I mean, finding a Jira epic/project where to fit my ticket is not the hardest part of the job tbh. Also, depending on the team and your experience, loosely fixing things here and there can be a red flag or totally the opposite (e.g., I've seen how juniors or people in general with less than a decade of experience get punished when they start fixing random things here and there. On the other side seniors or staff engineers get kudos for fixing also random things but in less volume and usually more tricky ones).
Having a ticket to back up your work is never going to hurt you, though.
yeah but it's hard for others to know what you're up to, you force everyone else to do investigations and waste time. Just open a ticket and be a good team mate.
why do you want to do work and not get credit for?
One of the biggest career mistakes is doing things on your own that are not aligned and approved with the management chain. Even if makes 100% sense.
They might look past it once or twice but you will get managed out eventually. Doesn't matter how good you are.
You have a funny definition of "dysfunctional".
You can either laugh or cry about it. Laughing is more fun.
This is nearly the norm for ENTERPRISE software development, and it's such a tragedy.
How so?
Wait, is your question serious, and people talking about it being in jest directed at my comment and not the one above it?

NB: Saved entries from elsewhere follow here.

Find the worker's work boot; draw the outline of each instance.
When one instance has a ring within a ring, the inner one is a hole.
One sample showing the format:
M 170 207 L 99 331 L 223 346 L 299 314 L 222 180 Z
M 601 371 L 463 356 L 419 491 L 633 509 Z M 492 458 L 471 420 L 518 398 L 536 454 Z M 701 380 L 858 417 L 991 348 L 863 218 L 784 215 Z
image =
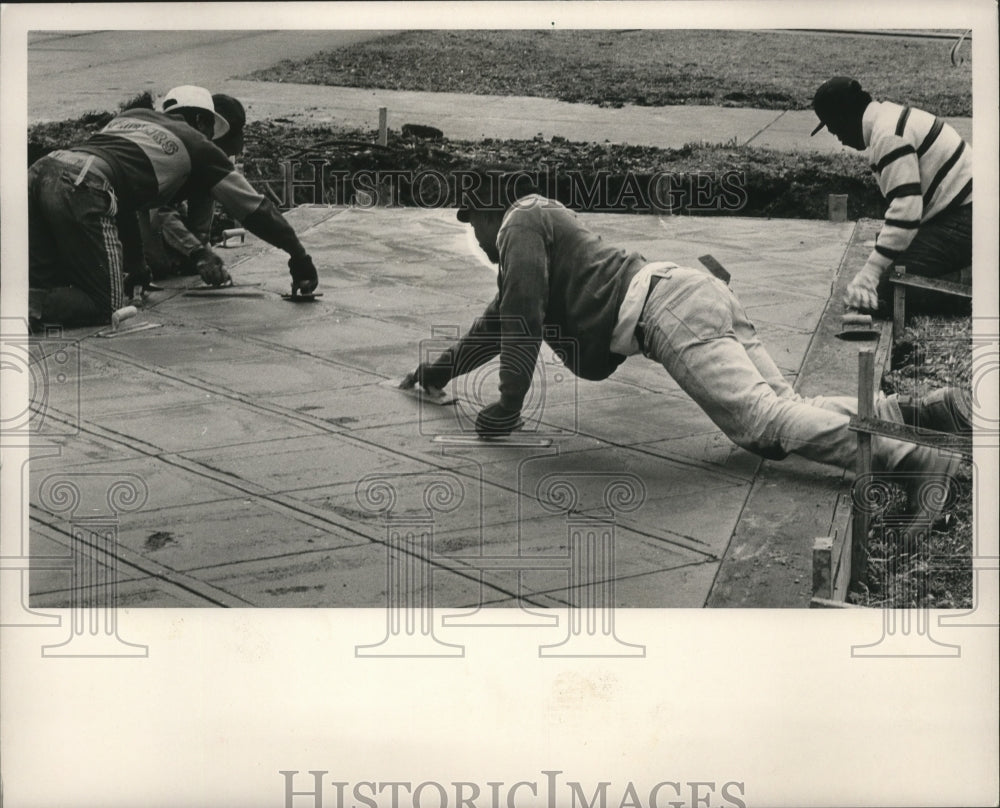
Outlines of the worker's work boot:
M 949 388 L 950 389 L 950 388 Z M 895 397 L 875 402 L 876 415 L 887 421 L 902 423 L 901 408 Z M 880 476 L 899 485 L 906 492 L 908 532 L 929 530 L 942 511 L 953 502 L 953 482 L 962 463 L 962 456 L 945 449 L 920 446 L 915 443 L 875 436 L 872 439 L 872 460 Z
M 972 396 L 964 387 L 942 387 L 926 396 L 889 396 L 904 424 L 938 432 L 972 431 Z

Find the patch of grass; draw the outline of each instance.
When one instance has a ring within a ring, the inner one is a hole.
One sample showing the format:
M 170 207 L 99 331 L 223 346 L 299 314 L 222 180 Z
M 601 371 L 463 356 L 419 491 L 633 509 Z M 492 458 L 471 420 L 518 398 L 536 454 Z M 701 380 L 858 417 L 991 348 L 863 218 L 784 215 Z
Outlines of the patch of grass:
M 922 395 L 938 387 L 972 384 L 972 321 L 969 317 L 914 317 L 894 346 L 893 367 L 882 380 L 886 393 Z
M 971 608 L 973 485 L 971 464 L 964 463 L 953 504 L 923 541 L 900 541 L 876 525 L 868 541 L 866 577 L 851 602 L 893 609 Z
M 969 116 L 971 48 L 966 45 L 966 61 L 956 67 L 952 44 L 770 31 L 407 31 L 286 60 L 248 78 L 603 107 L 809 109 L 823 81 L 847 75 L 875 98 Z
M 917 317 L 897 343 L 884 392 L 925 395 L 944 386 L 970 389 L 972 323 L 968 317 Z M 956 497 L 925 541 L 915 545 L 886 538 L 874 525 L 868 545 L 868 570 L 852 601 L 865 606 L 934 609 L 972 606 L 973 477 L 962 464 Z M 894 502 L 889 513 L 903 506 Z

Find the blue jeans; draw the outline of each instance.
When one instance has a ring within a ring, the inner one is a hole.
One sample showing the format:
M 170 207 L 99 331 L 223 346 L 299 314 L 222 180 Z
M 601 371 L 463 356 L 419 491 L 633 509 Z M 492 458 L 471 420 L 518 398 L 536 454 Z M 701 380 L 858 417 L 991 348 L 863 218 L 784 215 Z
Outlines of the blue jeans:
M 670 270 L 650 293 L 640 324 L 645 355 L 733 443 L 769 459 L 794 453 L 854 467 L 857 438 L 847 425 L 856 400 L 798 395 L 720 280 L 695 269 Z
M 66 326 L 107 323 L 124 304 L 118 201 L 79 154 L 47 155 L 28 171 L 32 314 Z M 33 309 L 35 308 L 33 303 Z

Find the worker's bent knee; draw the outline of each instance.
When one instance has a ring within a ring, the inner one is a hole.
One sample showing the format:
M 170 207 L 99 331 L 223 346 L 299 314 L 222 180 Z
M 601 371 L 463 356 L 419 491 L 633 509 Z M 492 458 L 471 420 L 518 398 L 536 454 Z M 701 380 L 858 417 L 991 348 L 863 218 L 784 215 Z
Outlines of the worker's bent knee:
M 111 322 L 110 301 L 98 301 L 80 289 L 63 286 L 48 290 L 41 301 L 40 319 L 62 326 L 105 325 Z
M 746 449 L 748 452 L 752 452 L 758 457 L 763 457 L 765 460 L 784 460 L 788 457 L 788 452 L 781 448 L 781 445 L 776 440 L 763 436 L 740 438 L 740 440 L 734 442 L 741 449 Z

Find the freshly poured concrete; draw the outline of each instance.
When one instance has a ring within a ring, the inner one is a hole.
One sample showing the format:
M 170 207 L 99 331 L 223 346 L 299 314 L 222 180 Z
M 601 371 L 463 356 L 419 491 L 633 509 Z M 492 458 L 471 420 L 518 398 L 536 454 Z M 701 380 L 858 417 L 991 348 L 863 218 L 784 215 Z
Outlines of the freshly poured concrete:
M 78 411 L 79 431 L 34 447 L 36 555 L 67 556 L 71 523 L 106 511 L 102 486 L 127 473 L 148 491 L 118 514 L 123 605 L 382 607 L 400 530 L 406 563 L 434 570 L 410 596 L 440 607 L 565 606 L 603 586 L 602 574 L 619 606 L 705 605 L 759 463 L 661 367 L 633 357 L 612 379 L 586 382 L 543 349 L 523 437 L 550 446 L 437 442 L 470 428 L 477 396 L 495 398 L 495 362 L 454 383 L 452 407 L 385 382 L 492 297 L 493 270 L 470 250 L 467 226 L 449 210 L 304 207 L 288 218 L 320 270 L 315 303 L 283 301 L 285 257 L 249 239 L 220 252 L 237 283 L 260 284 L 250 296 L 185 296 L 200 282 L 177 278 L 133 321 L 162 328 L 65 332 L 79 340 L 79 384 L 53 389 L 50 414 L 72 423 Z M 790 378 L 854 230 L 583 218 L 651 260 L 699 266 L 714 255 Z M 795 472 L 824 476 L 815 464 Z M 42 501 L 53 475 L 80 485 L 73 515 Z M 576 590 L 574 530 L 610 536 L 614 559 Z M 32 576 L 33 606 L 68 605 L 70 591 L 67 570 Z

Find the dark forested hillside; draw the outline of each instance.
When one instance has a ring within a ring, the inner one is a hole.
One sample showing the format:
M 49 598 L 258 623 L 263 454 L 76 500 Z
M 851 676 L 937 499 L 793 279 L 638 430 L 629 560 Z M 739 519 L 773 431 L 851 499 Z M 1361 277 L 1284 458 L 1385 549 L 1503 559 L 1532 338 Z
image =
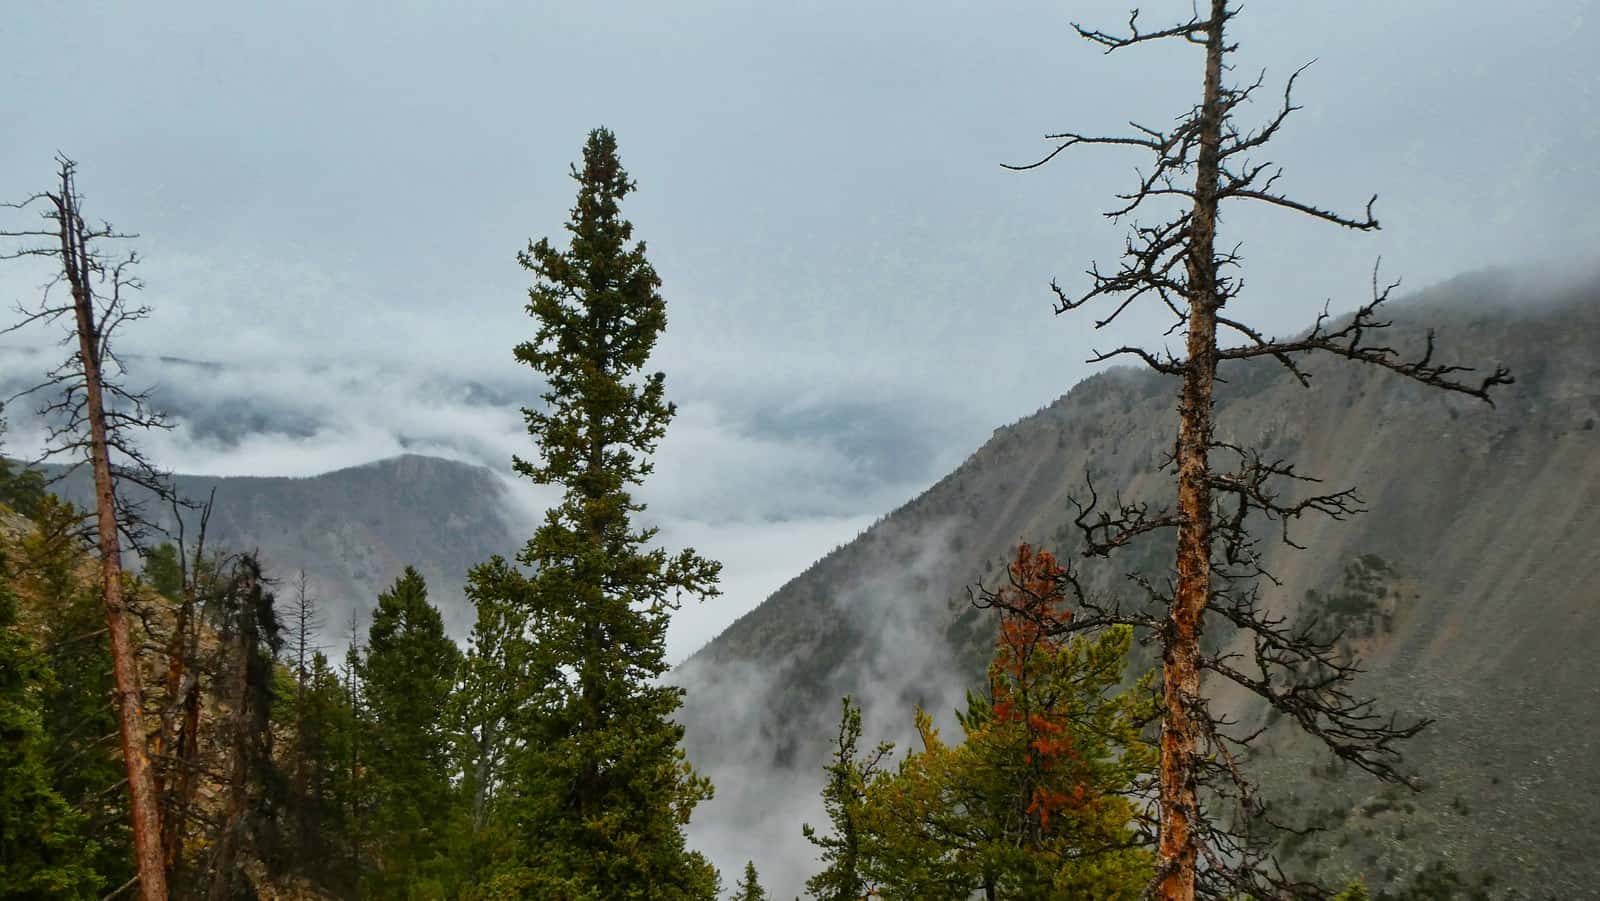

How often do you think the OP's "functional" team fixes small problems with their code before they become large problems? How often do you think they discover small features that lead to huge gains but need a developer's understanding of sized to discover it's small? And also, how often do you think they get stuck creating nearly impossible features that can be worked around with a small amount of work from the users that they would rather not do?
And none of those is the large issue anyway. The large issue is that teams working like that can barely create any software, for much more complex reasons than fits in a comment.
Surely it was in jest. Tons of places are like that.
Perhaps tons of places are dysfunctional. Nothing says quantity makes right.
And when it's systemic, maybe you could say the industry has dysfunctions.
Disallowing non-tracked work isn't necessarily dysfunctional.
Let's say you're working on spaceflight software where lives are at risk.